Bemus Point, meanwhile, proposed a $13,119,825 budget which included a $645,175 spending increase and a $424,134 tax levy increase. Such new spending would typically be stamped out whenever possible, but district officials had heard from several district residents early in the process that the district should spend more money to make sure the district has technology that will help students after they graduate. So, the budget was built to provide small class sizes, an extended pre-kindergarten program, a full day kindergarten program, multiple high school electives, college courses, AP courses, art, music, sports and extra-curricular activities. District officials also planned to use savings from the retirement of the district’s longtime high school principal to help pay for a $136,900 computer hardware and software upgrade that is necessary for online testing that will be required by the state in 2014-15.
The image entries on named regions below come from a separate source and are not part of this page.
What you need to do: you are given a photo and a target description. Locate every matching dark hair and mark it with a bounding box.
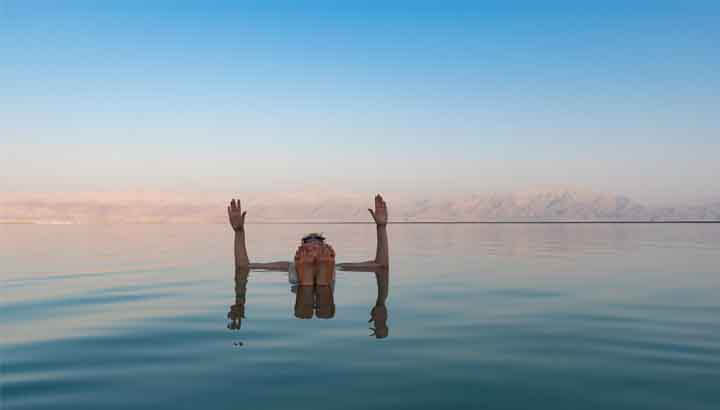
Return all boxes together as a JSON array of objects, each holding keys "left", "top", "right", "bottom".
[{"left": 302, "top": 232, "right": 325, "bottom": 243}]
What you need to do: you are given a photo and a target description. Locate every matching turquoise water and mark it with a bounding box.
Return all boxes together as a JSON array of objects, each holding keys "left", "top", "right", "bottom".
[{"left": 0, "top": 224, "right": 720, "bottom": 410}]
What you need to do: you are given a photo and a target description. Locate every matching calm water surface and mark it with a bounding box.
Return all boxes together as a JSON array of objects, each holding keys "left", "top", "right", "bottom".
[{"left": 0, "top": 225, "right": 720, "bottom": 410}]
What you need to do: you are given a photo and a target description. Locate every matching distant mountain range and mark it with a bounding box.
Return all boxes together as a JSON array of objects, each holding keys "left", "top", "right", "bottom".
[{"left": 0, "top": 189, "right": 720, "bottom": 224}]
At the district’s annual budget hearing, several district residents criticized the board for proposing a tax increase, especially when they saw it was possible to delay purchase of the $136,900 state testing software. Taxpayers’ anger can also be traced to recent history of tax levy increases in the district – 9.02 percent in 2004-05, 7 percent in 2005-06, 6.88 percent in 2006-07, 3.8 percent in 2007-08, zero in 2008-09 and 2009-10, 7.2 percent in 2010-11, 1.18 percent in 2011-12, 4.5 percent in 2012-13 and the 5.17 percent proposed in 2013-14.
Given the public hearing comments, the budget proposal’s failure by a 227-215 vote was not particularly surprising.
It is a perfect example, however, of the situation that will eventually face school districts throughout New York state as the conflicting directions of the state’s tax cap and tougher education standards come into contact with each other. Some districts are already looking at ways to solve this conundrum – Ripley and Chautauqua Lake with their tuitioning agreement and Brocton and Westfield with plans to hold a merger vote.
They are the first to have such talks, but they won’t be the last.